A role that can only view their own conversations, never create or interact:

```json
{
  "role_name": "viewer",
  "description": "Can only view own conversations",
  "is_base_role": false,
  "frontend_view": "client",
  "permission_grants": [
    {
      "action": "Allow",
      "permission_name": "Conversation:GetConversation",
      "conditions": {
        "org_id": {"type": "Equals", "value": "{self_org_id}"},
        "conversation_user_id": {"type": "Equals", "value": "{self}"}
      },
      "description": "View only the authenticated user's conversations"
    },
    {
      "action": "Deny",
      "permission_name": "Conversation:CreateConversation",
      "conditions": {},
      "description": "Cannot create new conversations"
    },
    {
      "action": "Deny",
      "permission_name": "Conversation:InteractWithConversation",
      "conditions": {},
      "description": "Cannot interact in conversations"
    }
  ]
}
```

## Best Practices

### Start Simple

Begin with basic roles like "Admin", "User", and "Viewer" before creating complex permission structures.

### Use Organization Scoping

Almost all permissions should include `"org_id": {"type": "Equals", "value": "{self_org_id}"}` to keep users within their organization.
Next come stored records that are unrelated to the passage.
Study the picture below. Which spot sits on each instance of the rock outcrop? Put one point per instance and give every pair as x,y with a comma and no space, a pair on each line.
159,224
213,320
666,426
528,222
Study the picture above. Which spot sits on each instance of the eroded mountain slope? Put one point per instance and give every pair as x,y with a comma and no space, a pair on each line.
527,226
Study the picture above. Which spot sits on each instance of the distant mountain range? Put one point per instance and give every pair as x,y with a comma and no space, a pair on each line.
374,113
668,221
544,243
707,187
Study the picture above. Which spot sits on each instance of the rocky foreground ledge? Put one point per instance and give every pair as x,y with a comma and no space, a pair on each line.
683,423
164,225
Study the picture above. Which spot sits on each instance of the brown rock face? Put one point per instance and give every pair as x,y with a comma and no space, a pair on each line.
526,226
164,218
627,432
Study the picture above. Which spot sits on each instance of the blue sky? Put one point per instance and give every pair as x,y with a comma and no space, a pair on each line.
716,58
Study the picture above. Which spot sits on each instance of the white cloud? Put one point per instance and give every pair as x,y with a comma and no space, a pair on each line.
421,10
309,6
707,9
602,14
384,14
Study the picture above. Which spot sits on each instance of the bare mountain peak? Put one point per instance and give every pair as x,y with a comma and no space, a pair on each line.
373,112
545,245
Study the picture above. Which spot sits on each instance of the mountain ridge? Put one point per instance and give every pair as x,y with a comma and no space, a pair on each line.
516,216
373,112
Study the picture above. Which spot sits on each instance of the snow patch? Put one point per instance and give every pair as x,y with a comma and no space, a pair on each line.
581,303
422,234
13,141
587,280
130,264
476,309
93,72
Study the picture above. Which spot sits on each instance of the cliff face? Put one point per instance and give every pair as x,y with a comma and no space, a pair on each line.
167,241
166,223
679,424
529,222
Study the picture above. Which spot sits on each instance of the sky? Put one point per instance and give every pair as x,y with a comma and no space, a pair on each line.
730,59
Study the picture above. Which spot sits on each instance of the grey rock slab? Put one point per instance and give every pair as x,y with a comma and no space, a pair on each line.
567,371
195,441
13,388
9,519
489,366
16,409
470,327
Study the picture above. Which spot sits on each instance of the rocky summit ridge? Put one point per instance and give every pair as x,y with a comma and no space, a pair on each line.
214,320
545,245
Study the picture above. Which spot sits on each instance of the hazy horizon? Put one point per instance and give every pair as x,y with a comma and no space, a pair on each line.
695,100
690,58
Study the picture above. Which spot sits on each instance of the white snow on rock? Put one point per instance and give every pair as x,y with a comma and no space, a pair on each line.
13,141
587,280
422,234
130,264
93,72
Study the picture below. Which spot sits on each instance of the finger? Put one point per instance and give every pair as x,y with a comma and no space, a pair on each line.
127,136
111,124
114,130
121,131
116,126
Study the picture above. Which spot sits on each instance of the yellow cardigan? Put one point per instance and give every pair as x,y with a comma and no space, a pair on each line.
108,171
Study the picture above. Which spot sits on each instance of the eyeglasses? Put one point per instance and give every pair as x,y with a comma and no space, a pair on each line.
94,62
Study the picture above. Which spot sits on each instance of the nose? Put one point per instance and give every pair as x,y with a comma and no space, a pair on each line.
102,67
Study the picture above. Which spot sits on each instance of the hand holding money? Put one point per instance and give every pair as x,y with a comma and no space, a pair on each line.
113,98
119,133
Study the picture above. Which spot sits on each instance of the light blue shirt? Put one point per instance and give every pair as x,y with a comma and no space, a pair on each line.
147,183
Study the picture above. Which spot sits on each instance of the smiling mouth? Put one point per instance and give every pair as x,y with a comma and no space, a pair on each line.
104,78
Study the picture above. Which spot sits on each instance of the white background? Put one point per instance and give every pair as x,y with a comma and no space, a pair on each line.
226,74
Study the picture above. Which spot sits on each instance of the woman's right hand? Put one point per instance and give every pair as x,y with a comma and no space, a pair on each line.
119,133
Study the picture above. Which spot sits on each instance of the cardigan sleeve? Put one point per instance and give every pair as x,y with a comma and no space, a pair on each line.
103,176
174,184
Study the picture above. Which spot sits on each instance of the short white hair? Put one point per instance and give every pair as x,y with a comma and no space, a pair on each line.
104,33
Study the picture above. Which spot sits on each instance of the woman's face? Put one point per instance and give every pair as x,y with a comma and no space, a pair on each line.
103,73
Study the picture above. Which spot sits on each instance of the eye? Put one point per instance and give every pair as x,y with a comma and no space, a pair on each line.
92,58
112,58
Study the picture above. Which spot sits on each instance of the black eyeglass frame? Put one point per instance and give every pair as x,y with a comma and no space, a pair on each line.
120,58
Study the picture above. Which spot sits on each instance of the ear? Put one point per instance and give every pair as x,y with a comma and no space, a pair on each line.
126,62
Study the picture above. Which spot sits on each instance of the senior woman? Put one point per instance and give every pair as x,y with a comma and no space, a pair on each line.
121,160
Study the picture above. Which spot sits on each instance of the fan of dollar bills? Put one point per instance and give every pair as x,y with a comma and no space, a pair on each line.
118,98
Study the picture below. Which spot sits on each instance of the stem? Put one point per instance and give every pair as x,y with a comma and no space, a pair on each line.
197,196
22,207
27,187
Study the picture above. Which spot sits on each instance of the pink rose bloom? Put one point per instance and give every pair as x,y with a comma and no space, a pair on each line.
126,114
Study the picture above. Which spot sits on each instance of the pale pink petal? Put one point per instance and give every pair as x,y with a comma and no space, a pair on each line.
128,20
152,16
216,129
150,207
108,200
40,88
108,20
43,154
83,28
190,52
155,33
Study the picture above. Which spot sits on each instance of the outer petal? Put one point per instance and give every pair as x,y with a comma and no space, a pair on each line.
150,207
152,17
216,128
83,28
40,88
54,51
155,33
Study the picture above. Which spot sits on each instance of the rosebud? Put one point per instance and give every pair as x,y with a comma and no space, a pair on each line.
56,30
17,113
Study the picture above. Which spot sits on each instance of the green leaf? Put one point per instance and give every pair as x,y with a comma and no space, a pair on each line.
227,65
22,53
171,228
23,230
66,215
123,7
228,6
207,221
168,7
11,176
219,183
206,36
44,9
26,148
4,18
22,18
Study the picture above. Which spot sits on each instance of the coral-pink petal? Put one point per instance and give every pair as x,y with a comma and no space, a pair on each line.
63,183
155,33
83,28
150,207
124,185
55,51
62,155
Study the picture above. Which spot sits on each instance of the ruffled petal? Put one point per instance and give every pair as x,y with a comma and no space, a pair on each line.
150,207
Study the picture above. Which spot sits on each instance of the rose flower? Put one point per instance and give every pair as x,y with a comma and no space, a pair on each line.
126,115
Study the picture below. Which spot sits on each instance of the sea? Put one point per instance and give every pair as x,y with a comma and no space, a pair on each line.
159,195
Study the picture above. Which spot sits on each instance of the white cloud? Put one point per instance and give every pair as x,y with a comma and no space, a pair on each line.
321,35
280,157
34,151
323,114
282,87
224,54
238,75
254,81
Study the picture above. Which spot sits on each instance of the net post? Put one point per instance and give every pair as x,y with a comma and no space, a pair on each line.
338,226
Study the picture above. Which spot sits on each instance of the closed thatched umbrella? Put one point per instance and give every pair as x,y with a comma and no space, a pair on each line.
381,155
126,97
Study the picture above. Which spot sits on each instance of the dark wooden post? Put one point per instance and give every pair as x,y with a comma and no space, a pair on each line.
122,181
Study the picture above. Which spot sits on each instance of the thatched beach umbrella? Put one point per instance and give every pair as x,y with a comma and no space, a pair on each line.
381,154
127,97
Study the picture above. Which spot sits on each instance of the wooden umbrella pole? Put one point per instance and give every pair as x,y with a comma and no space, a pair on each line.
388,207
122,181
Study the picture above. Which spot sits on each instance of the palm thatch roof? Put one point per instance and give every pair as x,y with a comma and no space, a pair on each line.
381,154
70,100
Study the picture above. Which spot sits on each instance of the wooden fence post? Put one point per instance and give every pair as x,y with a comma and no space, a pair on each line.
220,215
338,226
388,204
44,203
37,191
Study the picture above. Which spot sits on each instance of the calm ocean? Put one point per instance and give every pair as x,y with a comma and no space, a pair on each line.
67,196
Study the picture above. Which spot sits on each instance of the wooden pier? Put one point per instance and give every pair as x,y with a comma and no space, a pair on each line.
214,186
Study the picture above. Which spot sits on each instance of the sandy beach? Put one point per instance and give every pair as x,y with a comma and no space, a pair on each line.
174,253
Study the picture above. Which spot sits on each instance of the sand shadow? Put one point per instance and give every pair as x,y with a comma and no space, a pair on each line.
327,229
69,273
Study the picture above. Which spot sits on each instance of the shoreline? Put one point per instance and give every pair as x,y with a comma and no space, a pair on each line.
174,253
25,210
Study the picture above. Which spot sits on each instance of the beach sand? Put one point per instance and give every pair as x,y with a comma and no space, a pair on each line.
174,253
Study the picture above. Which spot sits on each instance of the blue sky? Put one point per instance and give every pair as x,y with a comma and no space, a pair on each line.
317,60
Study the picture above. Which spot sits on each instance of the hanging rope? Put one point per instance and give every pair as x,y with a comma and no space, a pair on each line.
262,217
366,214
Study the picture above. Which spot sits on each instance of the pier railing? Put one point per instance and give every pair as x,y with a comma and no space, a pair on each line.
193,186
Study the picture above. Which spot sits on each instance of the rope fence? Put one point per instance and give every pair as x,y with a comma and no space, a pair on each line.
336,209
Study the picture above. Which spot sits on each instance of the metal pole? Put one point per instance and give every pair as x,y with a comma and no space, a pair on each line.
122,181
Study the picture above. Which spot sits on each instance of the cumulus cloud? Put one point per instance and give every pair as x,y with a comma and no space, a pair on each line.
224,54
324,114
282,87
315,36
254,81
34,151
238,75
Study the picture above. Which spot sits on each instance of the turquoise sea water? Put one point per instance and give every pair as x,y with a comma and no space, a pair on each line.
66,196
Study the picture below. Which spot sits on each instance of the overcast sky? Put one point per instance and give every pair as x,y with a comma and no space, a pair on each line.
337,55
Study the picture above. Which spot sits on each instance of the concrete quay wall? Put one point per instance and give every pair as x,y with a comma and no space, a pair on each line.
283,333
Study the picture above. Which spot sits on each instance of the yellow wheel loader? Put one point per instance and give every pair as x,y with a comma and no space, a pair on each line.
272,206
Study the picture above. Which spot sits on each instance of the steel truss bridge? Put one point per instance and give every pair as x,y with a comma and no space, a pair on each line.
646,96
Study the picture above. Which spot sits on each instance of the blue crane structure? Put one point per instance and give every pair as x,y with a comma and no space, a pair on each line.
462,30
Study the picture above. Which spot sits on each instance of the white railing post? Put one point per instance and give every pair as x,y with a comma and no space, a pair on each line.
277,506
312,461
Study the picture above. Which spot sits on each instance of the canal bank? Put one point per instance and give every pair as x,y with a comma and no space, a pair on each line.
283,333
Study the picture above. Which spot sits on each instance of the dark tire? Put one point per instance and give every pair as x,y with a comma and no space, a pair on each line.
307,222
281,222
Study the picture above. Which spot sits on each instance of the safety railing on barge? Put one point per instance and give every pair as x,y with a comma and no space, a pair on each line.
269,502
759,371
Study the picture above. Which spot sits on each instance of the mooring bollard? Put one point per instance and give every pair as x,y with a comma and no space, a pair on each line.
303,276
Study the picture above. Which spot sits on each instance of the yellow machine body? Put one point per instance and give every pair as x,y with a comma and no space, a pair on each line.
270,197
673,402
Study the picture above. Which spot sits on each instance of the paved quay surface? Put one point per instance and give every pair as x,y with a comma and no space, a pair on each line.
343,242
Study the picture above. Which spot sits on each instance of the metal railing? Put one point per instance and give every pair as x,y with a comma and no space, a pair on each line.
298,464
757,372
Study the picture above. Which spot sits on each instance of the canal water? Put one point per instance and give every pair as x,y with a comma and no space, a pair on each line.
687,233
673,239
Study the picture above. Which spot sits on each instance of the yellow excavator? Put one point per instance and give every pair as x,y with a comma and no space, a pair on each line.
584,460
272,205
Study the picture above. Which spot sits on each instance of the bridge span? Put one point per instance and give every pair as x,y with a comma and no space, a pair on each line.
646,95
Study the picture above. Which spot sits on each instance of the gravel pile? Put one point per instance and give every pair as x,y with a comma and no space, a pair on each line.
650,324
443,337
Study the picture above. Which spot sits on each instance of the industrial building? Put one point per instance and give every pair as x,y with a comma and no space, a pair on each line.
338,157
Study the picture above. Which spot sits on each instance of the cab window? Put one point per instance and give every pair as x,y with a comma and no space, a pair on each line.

### Prefer Allow Over Deny

Design roles with specific allow permissions rather than broad permissions with deny exceptions.

### Test Permission Changes

Always test role modifications in a development environment before applying them to production users.

### Document Your Roles

Use clear role names and descriptions so other developers understand their purpose.